Ten years from now, the corner of Locust and High streets will undergo a dramatic facelift. In place of the Martha Jefferson Hospital will spring hundreds of housing units, a grocery store, an assisted-living facility, a linear park, and office space, served by an underground parking lot. The intersection of Lexington Avenue and High Street will be reworked to make it safer for pedestrians, who will be drawn to the open landscaping of the redeveloped site. The 1920 portion of the hospital, the Patterson Wing, will remain, but the other buildings will be demolished, its concrete recycled as fill, its doors donated to Habitat for Humanity.
That’s a vision, anyway, that 13 graduate students from the UVA School of Architecture concocted for the redevelopment of the Martha Jefferson Hospital site on Locust Avenue, which will be vacated in 2012 when the hospital migrates to its new Pantops building. The hospital plans to sell to a developer, and so students shared renderings, models and explanations of how the huge 13.6-acre parcel could open up with an urban, mixed-use redesign in three phases with about a dozen Martha Jefferson neighbors.
![]() Architecture grad students from UVA envisioned the Martha Jefferson Hospital site with the Patterson Wing, the oldest portion, as a centerpiece of redevelopment. |
The students had tried to find creative ways to create courtyards and “live-work” units—some of which looked a bit like a tetris game in renderings—but a resident was skeptical of the square, modernistic buildings. In general, though, the neighbors seemed impressed by the work, and particularly a timeline for redevelopment that the class put together, which optimistically forecasted a completed redevelopment in 2018.
“It’s stunning the depth that you put into it,” said Francis Caruccio, who lives on Lexington Avenue. “And from someone who lives in the neighborhood, what it does is bubbles up the next four or five years of the process to today and highlights what are the things that are going to be concerns.”
Those concerns include traffic, electricity, water, stormwater and construction. The good thing about Martha Jefferson redevelopment is that the current use is one of the most intensive possible, particularly in terms of water use and heavy traffic during shift changes.
“Is this just purely academic, or is there something we can hold onto here as we move forward?” asked Bruce Odell, who lives in the Martha Jefferson neighborhood. A student answered that the city and neighbors must be proactive instead of reactive in order for it to be a successful redevelopment.

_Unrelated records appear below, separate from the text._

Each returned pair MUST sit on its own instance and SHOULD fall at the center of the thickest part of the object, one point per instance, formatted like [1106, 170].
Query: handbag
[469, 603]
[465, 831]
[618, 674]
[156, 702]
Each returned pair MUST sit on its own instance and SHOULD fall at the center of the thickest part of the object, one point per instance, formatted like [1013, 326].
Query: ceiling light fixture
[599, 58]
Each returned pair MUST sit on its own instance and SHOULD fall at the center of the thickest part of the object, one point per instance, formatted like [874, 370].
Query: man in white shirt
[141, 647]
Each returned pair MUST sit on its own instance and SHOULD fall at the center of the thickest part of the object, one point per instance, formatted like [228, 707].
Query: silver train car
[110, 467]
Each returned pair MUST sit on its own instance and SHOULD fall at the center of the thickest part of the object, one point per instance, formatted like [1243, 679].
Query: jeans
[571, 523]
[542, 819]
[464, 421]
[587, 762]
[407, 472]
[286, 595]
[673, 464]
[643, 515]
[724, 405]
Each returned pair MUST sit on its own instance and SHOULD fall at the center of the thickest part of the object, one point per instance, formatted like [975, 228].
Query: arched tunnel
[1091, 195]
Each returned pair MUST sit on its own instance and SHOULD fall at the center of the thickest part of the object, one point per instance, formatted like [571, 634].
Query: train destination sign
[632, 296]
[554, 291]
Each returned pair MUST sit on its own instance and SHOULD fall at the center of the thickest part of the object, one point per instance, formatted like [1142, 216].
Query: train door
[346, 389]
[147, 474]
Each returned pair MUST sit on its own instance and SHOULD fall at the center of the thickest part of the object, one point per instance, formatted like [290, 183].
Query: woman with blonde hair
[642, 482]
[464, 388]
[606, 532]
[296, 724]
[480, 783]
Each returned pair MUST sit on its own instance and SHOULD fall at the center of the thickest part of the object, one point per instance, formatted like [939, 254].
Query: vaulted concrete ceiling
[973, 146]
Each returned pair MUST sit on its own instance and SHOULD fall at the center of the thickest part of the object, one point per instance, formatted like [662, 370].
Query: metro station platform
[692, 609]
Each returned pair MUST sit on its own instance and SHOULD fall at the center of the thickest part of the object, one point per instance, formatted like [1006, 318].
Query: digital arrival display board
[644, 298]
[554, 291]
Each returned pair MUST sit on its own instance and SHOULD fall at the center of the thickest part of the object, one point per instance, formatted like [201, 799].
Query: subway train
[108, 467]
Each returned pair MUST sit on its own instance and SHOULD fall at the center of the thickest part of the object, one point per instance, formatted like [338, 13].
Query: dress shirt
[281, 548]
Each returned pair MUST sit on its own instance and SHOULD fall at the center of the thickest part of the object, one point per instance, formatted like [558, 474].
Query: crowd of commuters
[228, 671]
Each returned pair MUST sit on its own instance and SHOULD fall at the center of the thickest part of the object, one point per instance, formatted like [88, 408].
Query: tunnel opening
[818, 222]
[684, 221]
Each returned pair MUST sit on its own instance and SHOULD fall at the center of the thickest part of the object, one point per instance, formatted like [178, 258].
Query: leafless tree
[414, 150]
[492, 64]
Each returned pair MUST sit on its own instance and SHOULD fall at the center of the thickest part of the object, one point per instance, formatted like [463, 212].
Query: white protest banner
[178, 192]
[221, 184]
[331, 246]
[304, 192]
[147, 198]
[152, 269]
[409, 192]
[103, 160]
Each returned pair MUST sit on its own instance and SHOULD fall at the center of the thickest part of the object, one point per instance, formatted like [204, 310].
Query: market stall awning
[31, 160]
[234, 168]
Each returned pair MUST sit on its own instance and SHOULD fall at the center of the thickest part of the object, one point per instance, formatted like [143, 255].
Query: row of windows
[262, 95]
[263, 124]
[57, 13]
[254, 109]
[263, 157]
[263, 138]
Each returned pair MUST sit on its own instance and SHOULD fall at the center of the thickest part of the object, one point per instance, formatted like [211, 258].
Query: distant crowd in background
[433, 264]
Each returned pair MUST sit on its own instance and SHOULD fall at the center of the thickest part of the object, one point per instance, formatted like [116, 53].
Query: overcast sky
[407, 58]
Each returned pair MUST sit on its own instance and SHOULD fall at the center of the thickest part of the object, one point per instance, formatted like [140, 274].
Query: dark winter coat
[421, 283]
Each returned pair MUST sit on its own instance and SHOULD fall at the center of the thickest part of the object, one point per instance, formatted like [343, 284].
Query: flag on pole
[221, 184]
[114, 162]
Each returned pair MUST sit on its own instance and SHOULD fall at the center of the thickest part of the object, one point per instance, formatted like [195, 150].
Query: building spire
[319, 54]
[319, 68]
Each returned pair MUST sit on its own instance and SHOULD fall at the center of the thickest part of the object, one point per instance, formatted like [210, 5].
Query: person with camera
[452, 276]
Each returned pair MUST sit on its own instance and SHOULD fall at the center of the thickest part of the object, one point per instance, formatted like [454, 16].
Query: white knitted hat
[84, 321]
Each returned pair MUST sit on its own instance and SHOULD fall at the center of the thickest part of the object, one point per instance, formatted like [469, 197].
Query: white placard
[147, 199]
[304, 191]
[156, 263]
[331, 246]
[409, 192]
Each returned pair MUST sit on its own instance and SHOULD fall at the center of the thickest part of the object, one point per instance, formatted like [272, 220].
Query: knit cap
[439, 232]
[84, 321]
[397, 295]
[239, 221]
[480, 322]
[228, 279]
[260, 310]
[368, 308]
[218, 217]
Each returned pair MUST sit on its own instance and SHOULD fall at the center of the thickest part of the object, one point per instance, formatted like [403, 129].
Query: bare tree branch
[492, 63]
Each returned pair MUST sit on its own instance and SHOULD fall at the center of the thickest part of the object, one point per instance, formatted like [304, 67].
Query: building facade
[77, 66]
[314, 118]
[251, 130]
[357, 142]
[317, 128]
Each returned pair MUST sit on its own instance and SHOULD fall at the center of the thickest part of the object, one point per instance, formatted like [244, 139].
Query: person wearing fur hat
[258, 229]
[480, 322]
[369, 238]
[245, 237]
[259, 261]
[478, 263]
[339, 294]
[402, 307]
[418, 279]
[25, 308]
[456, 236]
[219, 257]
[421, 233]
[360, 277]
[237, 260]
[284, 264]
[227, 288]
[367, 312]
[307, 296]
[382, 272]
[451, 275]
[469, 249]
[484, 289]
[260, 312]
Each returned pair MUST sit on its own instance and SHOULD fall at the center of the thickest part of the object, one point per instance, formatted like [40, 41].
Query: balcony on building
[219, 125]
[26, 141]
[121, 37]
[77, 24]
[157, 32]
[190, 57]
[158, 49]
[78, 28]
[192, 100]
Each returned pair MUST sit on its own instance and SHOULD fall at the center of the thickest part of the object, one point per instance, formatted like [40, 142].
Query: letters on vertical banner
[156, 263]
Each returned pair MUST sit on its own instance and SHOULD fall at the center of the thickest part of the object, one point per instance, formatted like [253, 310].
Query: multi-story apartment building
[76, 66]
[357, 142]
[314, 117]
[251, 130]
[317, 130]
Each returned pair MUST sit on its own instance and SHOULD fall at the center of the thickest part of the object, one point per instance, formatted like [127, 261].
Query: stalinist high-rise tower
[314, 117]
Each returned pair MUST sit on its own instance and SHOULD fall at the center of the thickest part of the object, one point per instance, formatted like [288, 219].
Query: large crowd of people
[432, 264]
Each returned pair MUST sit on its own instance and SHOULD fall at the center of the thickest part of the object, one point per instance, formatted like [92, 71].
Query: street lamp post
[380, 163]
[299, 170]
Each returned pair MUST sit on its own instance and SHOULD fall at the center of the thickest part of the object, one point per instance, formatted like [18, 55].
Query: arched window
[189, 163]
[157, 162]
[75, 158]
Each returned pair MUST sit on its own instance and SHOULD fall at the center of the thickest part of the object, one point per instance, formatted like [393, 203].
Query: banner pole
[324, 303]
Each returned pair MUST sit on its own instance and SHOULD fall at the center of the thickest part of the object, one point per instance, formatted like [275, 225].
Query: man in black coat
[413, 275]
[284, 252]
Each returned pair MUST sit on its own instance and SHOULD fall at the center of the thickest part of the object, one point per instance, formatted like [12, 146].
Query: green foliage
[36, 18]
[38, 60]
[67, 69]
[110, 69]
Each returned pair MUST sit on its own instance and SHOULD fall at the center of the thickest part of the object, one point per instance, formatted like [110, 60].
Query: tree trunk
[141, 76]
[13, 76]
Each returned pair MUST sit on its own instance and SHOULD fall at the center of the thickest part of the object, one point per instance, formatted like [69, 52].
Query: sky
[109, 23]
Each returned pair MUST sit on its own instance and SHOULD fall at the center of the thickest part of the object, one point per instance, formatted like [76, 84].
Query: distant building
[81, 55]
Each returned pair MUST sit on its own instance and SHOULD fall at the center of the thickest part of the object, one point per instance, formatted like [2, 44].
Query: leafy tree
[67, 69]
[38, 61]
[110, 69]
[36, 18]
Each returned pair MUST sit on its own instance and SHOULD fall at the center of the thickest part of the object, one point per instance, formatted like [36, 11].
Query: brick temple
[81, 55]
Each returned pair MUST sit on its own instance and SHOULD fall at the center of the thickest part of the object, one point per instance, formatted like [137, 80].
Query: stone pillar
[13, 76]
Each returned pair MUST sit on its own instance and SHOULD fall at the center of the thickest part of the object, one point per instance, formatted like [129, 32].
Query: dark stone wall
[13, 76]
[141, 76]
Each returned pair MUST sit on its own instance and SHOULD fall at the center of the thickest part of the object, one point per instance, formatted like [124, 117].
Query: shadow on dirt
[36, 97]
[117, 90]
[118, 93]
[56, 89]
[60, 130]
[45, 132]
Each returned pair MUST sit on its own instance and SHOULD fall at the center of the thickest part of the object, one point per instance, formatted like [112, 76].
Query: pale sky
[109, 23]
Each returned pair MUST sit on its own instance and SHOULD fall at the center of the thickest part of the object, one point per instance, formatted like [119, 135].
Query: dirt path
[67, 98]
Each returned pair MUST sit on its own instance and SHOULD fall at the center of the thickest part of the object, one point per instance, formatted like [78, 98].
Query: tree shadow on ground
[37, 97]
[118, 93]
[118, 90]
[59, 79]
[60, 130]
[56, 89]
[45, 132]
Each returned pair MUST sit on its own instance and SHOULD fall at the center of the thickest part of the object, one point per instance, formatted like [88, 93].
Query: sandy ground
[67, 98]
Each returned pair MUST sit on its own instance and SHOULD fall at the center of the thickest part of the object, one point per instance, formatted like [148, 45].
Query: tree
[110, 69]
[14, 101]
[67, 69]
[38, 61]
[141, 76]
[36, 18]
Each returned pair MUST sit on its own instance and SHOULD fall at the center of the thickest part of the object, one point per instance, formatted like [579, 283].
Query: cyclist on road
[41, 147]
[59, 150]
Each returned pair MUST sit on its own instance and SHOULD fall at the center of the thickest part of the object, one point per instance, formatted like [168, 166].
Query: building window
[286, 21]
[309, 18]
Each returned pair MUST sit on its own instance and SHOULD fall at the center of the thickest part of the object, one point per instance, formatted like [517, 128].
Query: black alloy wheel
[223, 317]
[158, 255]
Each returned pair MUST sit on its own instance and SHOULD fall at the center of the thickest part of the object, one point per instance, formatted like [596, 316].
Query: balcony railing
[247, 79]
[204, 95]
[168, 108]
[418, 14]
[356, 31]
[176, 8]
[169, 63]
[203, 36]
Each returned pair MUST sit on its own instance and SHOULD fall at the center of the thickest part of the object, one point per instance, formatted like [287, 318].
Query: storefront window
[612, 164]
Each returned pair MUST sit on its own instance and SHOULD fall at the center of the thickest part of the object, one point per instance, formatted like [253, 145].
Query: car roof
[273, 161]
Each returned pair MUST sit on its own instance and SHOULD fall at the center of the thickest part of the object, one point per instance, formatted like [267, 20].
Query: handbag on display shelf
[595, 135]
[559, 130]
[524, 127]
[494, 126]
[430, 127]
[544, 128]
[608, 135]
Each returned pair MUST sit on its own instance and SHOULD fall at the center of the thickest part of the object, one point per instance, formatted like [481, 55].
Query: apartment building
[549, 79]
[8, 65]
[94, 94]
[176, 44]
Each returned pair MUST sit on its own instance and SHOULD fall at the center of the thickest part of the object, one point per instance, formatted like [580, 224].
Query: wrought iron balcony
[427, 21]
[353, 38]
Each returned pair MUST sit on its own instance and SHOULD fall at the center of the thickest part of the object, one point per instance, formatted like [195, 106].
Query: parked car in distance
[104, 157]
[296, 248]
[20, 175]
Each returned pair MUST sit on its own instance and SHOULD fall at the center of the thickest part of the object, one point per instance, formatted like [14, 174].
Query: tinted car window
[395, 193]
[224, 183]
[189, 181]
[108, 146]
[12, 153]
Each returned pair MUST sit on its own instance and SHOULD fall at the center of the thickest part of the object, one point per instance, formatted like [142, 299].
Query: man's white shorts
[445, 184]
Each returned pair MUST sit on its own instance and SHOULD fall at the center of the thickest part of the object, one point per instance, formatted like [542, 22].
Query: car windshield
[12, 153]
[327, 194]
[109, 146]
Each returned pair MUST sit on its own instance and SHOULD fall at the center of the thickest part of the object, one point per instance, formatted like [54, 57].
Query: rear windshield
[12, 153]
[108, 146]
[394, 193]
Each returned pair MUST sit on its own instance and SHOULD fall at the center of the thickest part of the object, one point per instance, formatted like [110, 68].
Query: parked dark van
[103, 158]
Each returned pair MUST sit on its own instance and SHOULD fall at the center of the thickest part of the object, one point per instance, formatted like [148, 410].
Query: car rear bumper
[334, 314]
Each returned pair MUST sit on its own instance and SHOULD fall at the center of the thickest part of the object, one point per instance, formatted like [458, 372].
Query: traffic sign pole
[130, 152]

For the most part, however, that answer lies with the hospital, and the developer it chooses. “I think it was a helpful exercise,” says Steve Bowers, Martha Jefferson spokesman. “Any company that we talk to seriously, we’re going to show them the students’ work and make sure that it has value not just for the sake of the exercise itself.”
What about the all important quest for a developer? “We’re on a path to, we hope, identify a redevelopment partner either in late summer or early fall. We’re talking to a number of different entities, and we’re focusing on the same criteria that we’ve been talking about all along, in terms of character, in terms of track record, in terms of financial strength. And we remain committed to finding one redevelopment partner who’s not just going to get the site entitled, carve it up, and sell it off.”
But at the presentation, Caruccio didn’t sound confident about the undetermined developer. “I suspect that when the developer starts on day one, we won’t see boards to 2018, we’ll see boards from today until they own the property.”